In the protection circuit according to the present invention, the output detector is provided in the flyback transformer (31), and the output detection voltage LB is accurately proportional to the input voltage of the flyback transformer (31). The accuracy is higher than before.

Further, in both cases of occurrence of overvoltage and occurrence of overload, these states are detected as a decrease in the output detection voltage LB. Therefore, a series of signal processing circuits that create a power supply stop signal from the output detection voltage Unlike the conventional circuit, it is not necessary to form a separate circuit for each abnormal state, but a circuit common to each abnormal state can be formed.

Of course, the holddown circuit (35) has an extremely simple structure and is often equipped for X-ray protection. In this case, therefore, the holddown circuit may also be used for overvoltage protection. I can.

The configuration of each part of the present invention is not limited to the above embodiment, and it is needless to say that various modifications can be made within the technical scope described in the scope of claims for utility model registration.

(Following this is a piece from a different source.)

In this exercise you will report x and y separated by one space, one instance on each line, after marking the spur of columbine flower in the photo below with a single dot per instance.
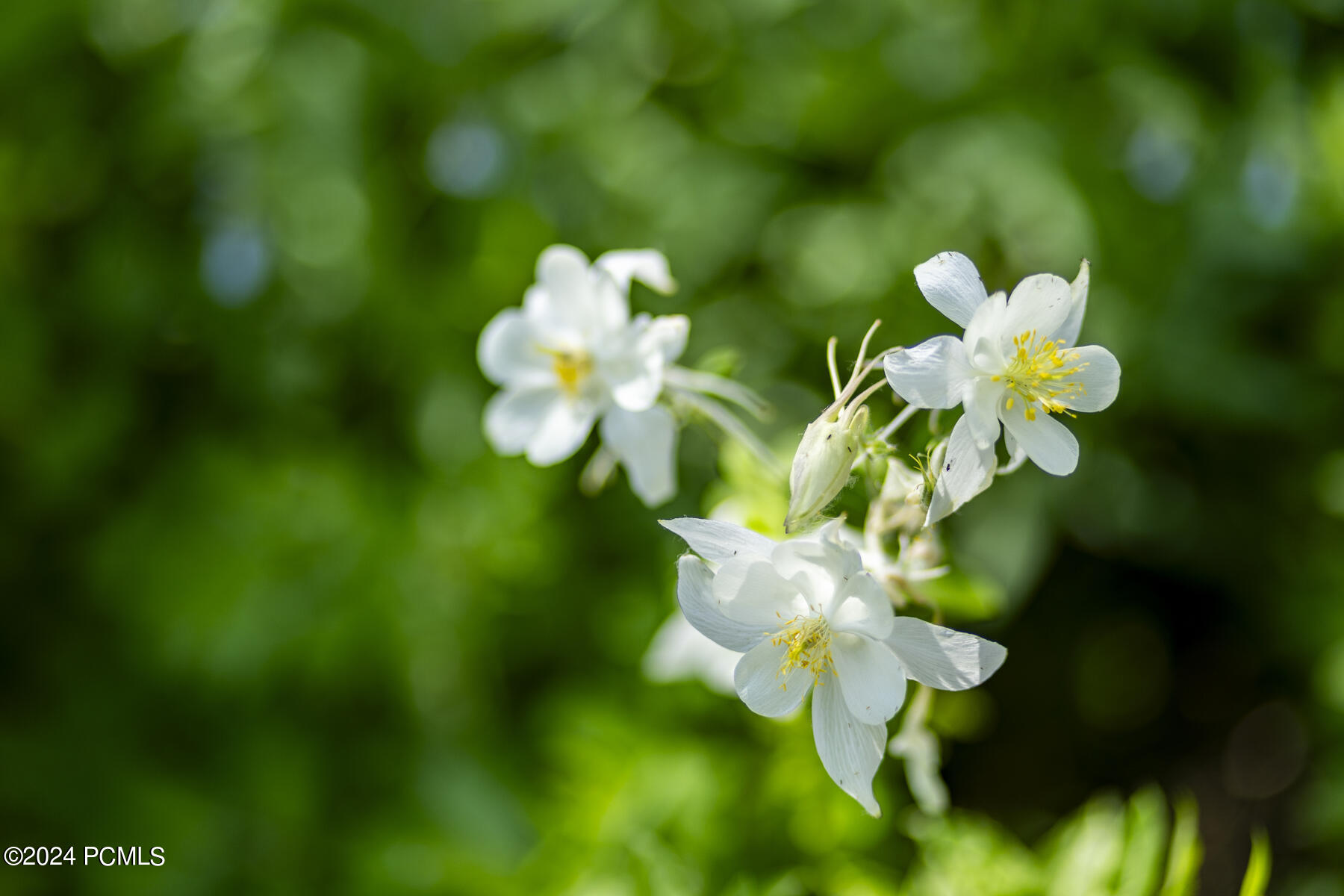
806 613
571 358
1016 366
833 444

[Brief description of drawings]

FIG. 1 is a block diagram of an overvoltage overload protection circuit according to the present invention, FIG. 2 is a flow chart showing the operation of an electronic tuning unit, and FIG. 3 is an electric circuit diagram showing a holddown circuit.
FIG. 4 is a block diagram showing a conventional power supply circuit. (1) ... Electronic tuning unit, (2) ... power supply circuit, (3)
… Horizontal deflection circuit, (31)… Flyback transformer,
(4) ... Protection key control circuit, (5) ... Key matrix

Claims (1)

(57) [Scope of utility model registration request] 1. A power supply circuit (2) comprising an electronic tuning unit (1) for generating a tuner control signal based on a key operation and a power supply stop signal for the power supply circuit (2).
A horizontal deflection circuit (3) including a flyback transformer (31) and a horizontal output circuit (38) is interposed between the anode and the anode to convert the supply voltage B from the power supply circuit (2) into a high voltage. In the television receiver for sending to the anode, a horizontal output stop circuit (35) that detects that the supply voltage B output from the power supply circuit (2) exceeds a rated value and stops the horizontal output circuit (38) ), And a control circuit that detects an overvoltage and an overload when the amount of decrease in the input voltage to the flyback transformer (31) exceeds a predetermined value and supplies a control signal to the electronic tuning unit (1), A signal processing unit for generating a power supply stop signal and sending it to the power supply circuit (2) when the control signal provided in the electronic tuning unit (1) is detected and the control signal is supplied for a predetermined time. Is provided with Overvoltage and overload protection circuit for television receivers.